Schematic of the epigenome editing prediction pipeline.

The pipeline uses epigenetic data to train models to predict endogenous gene expression. These models were used to predict fold-change in gene expression based on perturbed histone PTM input data, and their predictions were validated using CRISPR-Cas9-based epigenome editing data.

Metagene plots show histone PTMs are consistent across cell types and recapitulate established relationships between histone PTMs and gene expression.

Colors represent genes binned into quantiles based on gene expression. Blue 75-100%, Orange 50-75%, Green 25-50%, Red 0-25% of gene expression within a cell type. The y-axis represents − log10(p-value) obtained from ChIP-seq data.

Histone PTMs accurately predict endogenous gene expression.

(A) Spearman correlation on genes from held out chromosomes for different input context lengths, with all cell types pooled together. Blue curve is the mean across 10 computational replicates of CNNs and the red is the mean across 10 computational replicates of ridge regression. Shaded area represents standard deviation in the Spearman correlation across the 10 computational replicates. (B) Spearman correlation on genes of cell types held out during training. The bar plots represent the mean across 10 computational replicates and the error bars represent the corresponding standard deviations. (C) Distribution of Spearman correlations across genes, computed for each gene in test chromosomes by comparing predictions across the 13 cell types. The different curves represent 10 computational replicates for each model type.

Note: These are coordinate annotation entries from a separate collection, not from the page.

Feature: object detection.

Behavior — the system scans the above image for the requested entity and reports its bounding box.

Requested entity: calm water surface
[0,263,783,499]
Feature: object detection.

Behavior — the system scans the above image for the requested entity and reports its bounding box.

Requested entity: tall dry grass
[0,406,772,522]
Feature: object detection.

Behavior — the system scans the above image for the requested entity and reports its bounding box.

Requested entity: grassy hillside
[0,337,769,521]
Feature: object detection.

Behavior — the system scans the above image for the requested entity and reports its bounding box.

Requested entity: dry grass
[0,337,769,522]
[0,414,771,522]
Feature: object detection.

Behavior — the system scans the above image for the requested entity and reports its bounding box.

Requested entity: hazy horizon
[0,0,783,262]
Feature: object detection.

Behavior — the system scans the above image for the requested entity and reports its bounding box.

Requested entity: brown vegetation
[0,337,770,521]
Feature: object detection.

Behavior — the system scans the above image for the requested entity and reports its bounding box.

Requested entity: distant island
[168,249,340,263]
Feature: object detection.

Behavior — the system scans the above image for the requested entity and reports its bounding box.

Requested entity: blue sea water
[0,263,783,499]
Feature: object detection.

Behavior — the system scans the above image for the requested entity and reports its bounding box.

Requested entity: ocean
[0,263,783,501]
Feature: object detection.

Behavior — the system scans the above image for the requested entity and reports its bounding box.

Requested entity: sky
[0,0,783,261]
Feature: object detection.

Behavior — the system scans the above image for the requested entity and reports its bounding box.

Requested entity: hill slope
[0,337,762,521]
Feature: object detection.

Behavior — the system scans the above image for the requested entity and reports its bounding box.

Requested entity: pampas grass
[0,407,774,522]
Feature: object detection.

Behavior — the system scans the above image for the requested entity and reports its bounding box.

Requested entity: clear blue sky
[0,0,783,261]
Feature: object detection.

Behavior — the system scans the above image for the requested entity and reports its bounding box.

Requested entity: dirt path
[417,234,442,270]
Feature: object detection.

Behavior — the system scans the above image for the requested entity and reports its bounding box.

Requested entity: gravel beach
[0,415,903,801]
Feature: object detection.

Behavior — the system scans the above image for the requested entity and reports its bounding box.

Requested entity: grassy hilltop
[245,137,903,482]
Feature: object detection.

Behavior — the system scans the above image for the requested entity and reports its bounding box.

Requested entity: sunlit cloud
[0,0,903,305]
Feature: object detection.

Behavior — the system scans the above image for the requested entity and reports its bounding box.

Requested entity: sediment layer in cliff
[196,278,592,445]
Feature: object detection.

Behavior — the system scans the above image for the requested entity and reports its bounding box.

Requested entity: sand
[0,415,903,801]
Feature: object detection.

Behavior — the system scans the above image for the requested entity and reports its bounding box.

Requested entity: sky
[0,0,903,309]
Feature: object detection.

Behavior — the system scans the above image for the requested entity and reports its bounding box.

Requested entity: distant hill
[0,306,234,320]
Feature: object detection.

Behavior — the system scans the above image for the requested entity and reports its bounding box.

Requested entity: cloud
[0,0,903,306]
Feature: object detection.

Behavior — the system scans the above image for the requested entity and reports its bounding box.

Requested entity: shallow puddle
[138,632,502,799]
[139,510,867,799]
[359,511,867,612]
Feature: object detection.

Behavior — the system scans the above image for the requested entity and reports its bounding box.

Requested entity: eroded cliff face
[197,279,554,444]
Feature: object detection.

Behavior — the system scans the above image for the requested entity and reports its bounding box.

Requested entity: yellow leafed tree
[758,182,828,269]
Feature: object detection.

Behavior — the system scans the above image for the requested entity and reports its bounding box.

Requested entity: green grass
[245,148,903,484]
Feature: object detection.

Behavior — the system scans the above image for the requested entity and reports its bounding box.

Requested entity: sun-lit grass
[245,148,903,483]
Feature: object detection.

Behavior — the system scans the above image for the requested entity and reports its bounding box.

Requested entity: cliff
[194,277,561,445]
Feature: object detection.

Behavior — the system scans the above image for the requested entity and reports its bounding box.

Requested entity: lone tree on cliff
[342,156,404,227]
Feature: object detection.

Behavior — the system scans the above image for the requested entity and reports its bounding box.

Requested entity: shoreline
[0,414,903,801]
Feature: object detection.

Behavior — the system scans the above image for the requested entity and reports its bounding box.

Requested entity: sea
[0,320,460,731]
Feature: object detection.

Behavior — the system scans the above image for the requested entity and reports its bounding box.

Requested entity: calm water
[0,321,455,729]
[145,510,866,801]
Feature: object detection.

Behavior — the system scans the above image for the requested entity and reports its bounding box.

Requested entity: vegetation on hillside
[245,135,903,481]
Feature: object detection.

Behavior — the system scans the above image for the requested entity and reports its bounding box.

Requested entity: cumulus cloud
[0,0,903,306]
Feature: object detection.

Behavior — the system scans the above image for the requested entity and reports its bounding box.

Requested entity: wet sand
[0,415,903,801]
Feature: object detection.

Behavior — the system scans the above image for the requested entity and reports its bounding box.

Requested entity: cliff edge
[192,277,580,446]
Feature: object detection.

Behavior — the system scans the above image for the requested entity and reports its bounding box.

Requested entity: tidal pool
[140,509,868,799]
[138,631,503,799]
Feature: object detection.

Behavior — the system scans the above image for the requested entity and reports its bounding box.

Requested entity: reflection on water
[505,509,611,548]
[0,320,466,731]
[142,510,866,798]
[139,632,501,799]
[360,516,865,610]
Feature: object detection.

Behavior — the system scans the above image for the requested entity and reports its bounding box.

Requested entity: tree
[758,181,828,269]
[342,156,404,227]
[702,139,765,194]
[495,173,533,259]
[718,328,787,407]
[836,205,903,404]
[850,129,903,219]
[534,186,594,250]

Features learned by gene expression models.

Each point on the x-axis corresponds to in silico perturbation of that assay at that position and the y-axis measures the predicted fold-change in gene expression, averaged across a set of 100 trained models. The fold-changes were averaged across 500 randomly chosen genes.

dCas9-p300 epigenome editing at eight endogenous genes identifies gene specific responses.

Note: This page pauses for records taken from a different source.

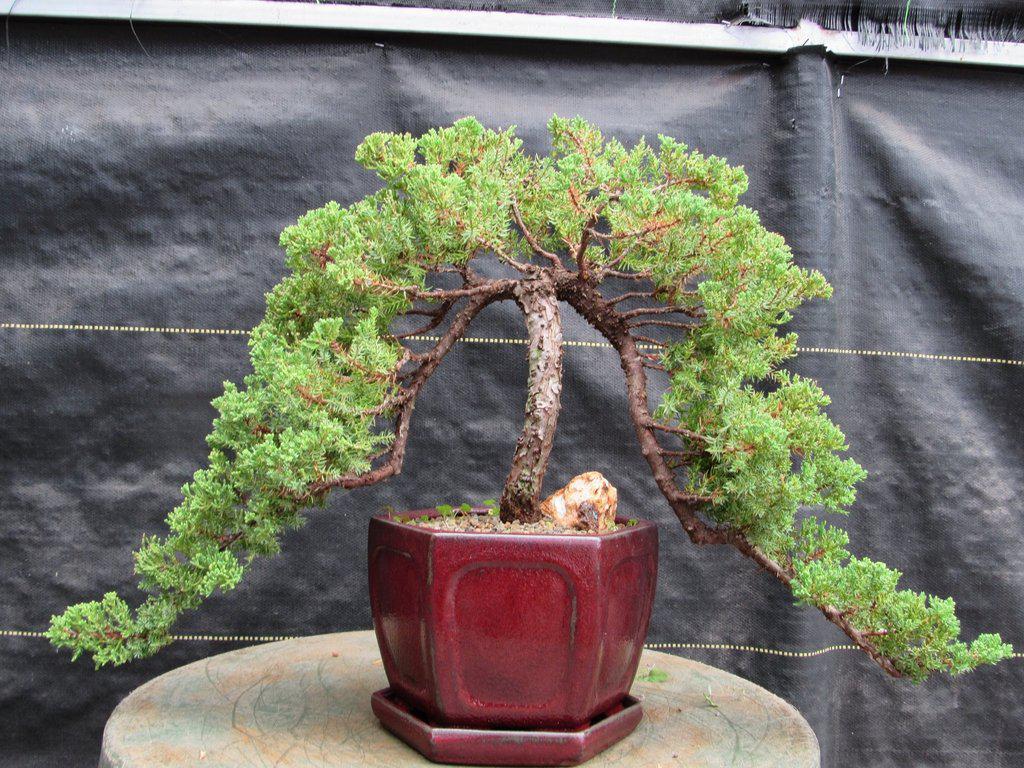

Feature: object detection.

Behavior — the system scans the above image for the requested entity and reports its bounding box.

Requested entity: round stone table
[99,632,819,768]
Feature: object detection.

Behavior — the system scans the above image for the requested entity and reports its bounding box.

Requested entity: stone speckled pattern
[99,632,819,768]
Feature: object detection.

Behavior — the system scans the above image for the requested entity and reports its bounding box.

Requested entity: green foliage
[637,667,669,683]
[49,112,1010,680]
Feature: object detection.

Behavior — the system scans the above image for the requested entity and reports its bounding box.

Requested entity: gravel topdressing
[395,514,626,536]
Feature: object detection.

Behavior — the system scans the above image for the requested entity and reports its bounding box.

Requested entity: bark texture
[501,272,562,522]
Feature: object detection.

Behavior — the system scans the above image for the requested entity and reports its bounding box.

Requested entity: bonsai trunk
[501,274,562,522]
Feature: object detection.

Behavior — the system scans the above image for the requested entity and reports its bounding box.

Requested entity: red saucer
[371,688,643,766]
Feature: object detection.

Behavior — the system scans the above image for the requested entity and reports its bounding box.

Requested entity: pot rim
[371,507,657,542]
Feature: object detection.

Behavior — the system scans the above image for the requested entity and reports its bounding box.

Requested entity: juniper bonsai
[48,117,1011,681]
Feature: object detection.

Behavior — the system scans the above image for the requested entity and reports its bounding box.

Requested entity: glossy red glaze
[369,513,657,729]
[370,688,643,766]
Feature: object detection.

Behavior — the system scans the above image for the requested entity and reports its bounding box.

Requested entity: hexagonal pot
[369,512,657,730]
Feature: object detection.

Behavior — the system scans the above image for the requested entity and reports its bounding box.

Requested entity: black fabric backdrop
[0,16,1024,768]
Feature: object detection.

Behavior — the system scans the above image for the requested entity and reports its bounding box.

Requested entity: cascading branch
[48,117,1012,681]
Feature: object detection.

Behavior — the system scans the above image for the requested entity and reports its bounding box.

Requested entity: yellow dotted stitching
[0,323,250,336]
[0,323,1024,367]
[0,630,1024,658]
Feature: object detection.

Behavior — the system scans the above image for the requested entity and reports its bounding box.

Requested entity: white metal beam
[8,0,1024,68]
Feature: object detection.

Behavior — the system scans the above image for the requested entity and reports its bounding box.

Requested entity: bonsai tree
[48,117,1011,681]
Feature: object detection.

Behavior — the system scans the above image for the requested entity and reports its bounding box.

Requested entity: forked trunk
[501,275,562,522]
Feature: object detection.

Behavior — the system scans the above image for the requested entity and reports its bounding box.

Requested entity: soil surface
[394,514,626,536]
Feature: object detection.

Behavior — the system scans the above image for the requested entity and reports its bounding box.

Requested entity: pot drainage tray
[371,688,643,766]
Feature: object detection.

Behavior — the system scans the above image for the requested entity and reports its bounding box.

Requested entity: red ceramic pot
[369,512,657,729]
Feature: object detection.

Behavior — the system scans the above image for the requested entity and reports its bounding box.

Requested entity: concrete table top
[99,632,819,768]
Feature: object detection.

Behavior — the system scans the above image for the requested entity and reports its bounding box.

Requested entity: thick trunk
[501,275,562,522]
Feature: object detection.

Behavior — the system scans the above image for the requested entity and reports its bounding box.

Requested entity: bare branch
[297,280,517,502]
[607,290,657,306]
[621,304,703,318]
[628,321,697,331]
[560,276,902,677]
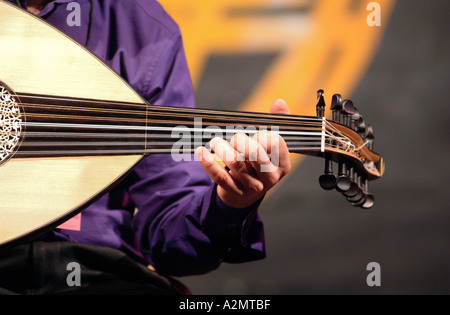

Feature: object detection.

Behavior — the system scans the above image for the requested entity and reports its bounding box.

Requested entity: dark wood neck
[13,94,323,157]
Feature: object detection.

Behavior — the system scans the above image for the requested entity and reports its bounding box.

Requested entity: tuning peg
[355,115,366,138]
[316,90,326,117]
[342,167,359,198]
[361,179,375,209]
[330,94,342,122]
[336,161,352,193]
[340,100,355,126]
[365,125,375,150]
[319,156,336,190]
[344,172,364,206]
[350,106,361,131]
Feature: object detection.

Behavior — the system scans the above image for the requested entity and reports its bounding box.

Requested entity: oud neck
[17,95,325,157]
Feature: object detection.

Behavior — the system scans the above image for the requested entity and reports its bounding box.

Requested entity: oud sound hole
[0,82,23,165]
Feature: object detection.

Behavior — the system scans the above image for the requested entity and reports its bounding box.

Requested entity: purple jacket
[10,0,265,276]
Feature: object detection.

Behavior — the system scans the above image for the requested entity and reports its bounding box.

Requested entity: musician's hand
[195,100,291,208]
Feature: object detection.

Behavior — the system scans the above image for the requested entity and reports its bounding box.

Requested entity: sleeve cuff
[202,184,264,245]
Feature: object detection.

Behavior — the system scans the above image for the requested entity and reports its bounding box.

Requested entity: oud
[0,2,384,249]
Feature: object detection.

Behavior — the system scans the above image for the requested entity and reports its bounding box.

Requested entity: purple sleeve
[130,32,265,276]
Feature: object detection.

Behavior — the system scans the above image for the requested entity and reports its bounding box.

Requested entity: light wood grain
[0,1,148,249]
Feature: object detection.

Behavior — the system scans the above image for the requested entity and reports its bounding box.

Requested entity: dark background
[182,0,450,294]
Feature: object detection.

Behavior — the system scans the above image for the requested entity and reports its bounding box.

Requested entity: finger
[195,147,243,195]
[210,138,264,191]
[270,99,291,114]
[230,133,270,172]
[254,130,291,176]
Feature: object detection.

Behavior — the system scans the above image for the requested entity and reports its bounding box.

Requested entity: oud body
[0,1,384,249]
[0,2,145,249]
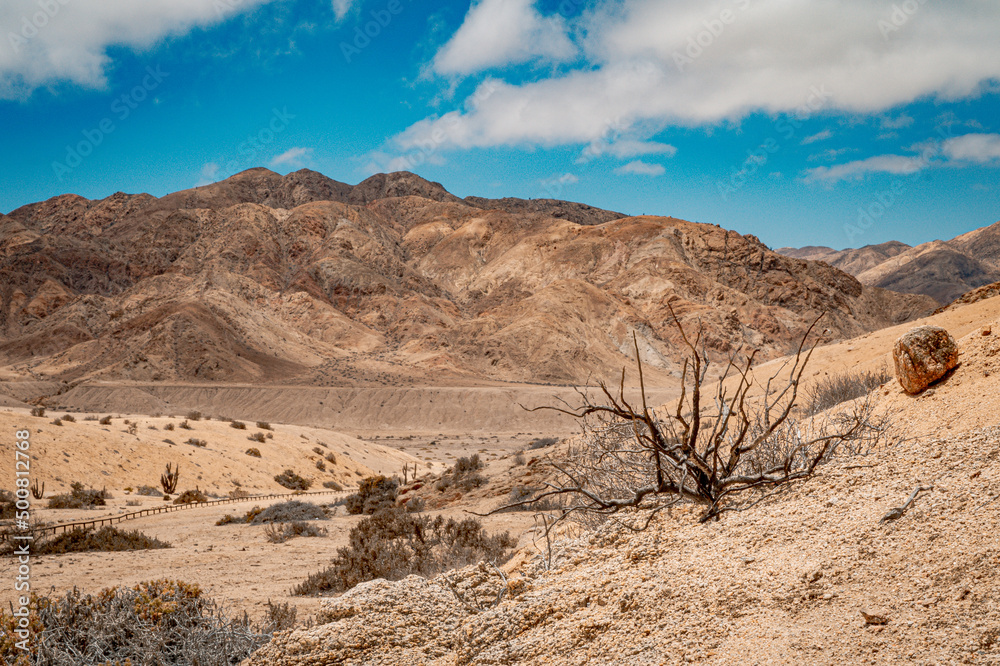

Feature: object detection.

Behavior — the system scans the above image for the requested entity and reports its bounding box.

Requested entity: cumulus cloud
[399,0,1000,148]
[0,0,271,98]
[615,160,667,176]
[433,0,577,76]
[270,148,312,169]
[805,155,928,183]
[943,134,1000,164]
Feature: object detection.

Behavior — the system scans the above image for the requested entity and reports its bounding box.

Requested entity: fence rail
[0,490,351,540]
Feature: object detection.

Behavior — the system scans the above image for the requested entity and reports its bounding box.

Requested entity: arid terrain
[0,169,1000,666]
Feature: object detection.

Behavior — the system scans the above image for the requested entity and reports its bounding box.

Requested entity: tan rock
[892,326,958,394]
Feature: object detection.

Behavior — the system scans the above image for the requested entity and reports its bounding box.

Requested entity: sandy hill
[0,169,932,396]
[777,222,1000,305]
[247,299,1000,666]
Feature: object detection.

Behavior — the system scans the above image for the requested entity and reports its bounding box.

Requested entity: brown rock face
[892,326,958,394]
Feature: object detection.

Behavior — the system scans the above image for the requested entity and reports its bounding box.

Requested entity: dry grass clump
[274,469,312,490]
[247,500,326,525]
[32,526,170,555]
[0,580,274,666]
[344,476,399,516]
[174,488,208,504]
[48,481,111,509]
[434,453,486,492]
[293,508,516,596]
[805,365,892,414]
[264,521,327,543]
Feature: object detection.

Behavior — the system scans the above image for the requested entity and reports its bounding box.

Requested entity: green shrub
[32,526,170,555]
[274,469,312,490]
[174,488,208,504]
[0,580,270,666]
[293,508,516,595]
[344,476,399,516]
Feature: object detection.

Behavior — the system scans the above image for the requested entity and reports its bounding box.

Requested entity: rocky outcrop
[892,326,958,394]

The genes tested are CYP17A1, SOX11, C2CD4B, CXCR4, CD79A, TGFBR1, MYO1G, and PRSS12.

(A) gRNA targeting +/− 250 bp of each gene were selected. (B) These Selected gRNA were individually co-transfected with dCas9-p300 with relative mRNA determined with qPCR. (C) Relative mRNA associated with selected guide position are displayed with the highest activating guide position marked in orange. The Y-axis corresponds to qPCR fold-change.

In silico model for dCas9-p300-based epigenome editing

(A) dCas9-p300 is more likely to bind to a position not occupied by the nucleosome. Thicker green arrow represents higher probability of binding for a gRNA targeting that site. (B) The in silico perturbation is modeled as a Gaussian kernel parameterized by a standard deviation, σ, and the amount of H3K27ac deposited, λ. (C) The final perturbed H3K27ac is obtained by point-wise multiplication of the Gaussian kernel with nucleosome occupancy quantified by MNase activity since dCas9-p300 can only acetylate histones within nucleosomes. (D) Ranks for predicted and endogenous expression across 8 genes and 13 cell types. Rank 1 corresponds to the highest numerical value. (E) Ranks for predicted and empirically measured expression fold-changes following perturbation by dCas9-p300 for 8 genes in HEK293T cells. Rank 1 corresponds to the highest numerical value.

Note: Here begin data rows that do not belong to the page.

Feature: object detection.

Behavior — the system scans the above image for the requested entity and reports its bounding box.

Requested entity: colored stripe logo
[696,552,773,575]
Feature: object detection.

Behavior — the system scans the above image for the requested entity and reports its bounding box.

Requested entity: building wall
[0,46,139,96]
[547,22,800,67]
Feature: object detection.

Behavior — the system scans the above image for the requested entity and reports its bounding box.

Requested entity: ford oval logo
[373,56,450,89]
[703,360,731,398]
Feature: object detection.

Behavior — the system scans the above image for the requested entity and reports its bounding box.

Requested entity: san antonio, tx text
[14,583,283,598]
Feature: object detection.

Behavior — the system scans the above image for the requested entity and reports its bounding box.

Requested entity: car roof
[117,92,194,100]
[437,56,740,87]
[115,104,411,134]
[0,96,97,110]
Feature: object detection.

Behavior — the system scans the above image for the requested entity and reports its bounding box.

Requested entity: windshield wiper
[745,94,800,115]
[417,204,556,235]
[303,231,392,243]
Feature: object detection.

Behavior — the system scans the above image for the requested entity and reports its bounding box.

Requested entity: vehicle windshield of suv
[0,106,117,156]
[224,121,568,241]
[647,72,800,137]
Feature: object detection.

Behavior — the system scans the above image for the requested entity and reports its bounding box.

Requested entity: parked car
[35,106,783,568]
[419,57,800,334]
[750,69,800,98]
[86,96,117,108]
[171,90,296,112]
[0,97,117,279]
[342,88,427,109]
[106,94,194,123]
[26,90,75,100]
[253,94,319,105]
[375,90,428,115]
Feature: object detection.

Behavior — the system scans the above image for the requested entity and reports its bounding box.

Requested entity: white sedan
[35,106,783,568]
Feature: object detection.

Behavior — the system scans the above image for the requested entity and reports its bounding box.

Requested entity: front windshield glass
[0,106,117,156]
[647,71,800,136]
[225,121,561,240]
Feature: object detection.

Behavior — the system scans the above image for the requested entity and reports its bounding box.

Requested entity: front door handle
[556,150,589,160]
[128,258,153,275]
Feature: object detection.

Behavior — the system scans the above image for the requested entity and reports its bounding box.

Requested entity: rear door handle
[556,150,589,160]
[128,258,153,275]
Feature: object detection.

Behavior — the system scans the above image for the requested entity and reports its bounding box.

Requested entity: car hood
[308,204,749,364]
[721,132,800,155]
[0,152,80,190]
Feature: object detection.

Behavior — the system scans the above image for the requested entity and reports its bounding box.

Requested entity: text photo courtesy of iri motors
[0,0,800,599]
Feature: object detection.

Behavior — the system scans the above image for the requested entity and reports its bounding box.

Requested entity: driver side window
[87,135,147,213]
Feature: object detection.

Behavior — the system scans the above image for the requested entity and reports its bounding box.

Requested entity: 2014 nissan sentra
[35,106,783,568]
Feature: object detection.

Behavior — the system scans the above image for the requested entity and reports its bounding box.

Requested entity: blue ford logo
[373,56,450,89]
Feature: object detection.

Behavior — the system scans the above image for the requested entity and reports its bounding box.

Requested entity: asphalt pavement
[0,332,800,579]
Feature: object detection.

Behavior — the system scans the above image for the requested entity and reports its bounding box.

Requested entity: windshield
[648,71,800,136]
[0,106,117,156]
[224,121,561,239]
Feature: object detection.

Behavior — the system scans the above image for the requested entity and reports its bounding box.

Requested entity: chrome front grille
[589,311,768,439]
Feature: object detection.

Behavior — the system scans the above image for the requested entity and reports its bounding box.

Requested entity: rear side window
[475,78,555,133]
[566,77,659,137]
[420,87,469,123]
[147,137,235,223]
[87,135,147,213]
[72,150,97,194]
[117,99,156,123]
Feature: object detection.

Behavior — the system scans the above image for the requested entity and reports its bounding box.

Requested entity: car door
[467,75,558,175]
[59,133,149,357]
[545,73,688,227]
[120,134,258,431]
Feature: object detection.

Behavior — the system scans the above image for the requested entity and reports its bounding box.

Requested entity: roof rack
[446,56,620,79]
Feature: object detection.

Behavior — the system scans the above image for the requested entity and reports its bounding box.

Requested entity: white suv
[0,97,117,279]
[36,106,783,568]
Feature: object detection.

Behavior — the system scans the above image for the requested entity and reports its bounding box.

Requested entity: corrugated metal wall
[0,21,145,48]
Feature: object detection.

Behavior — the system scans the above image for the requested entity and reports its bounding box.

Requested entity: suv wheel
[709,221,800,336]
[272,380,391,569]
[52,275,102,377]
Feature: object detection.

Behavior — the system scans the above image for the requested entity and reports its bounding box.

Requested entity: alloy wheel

ChIP-seq − log10(p-values) were obtained from the ENCODE Imputation Challenge where the ground truth data were available (corresponding to entries labeled T in the table). Avocado imputations were downloaded from the ENCODE data portal, where ground truth data were not available (corresponding to entries labeled A in the table).

Endogenous gene expression of genes for which we generated dCas9-p300 epigenome editing data indicates that genes for which high fold-change was obtained are more likely to have low endogenous gene expression in HEK293T. Cross-cell type Spearman provides a metric to assess how accurate our CNN model predictions are, on any given gene, across the 13 cell types.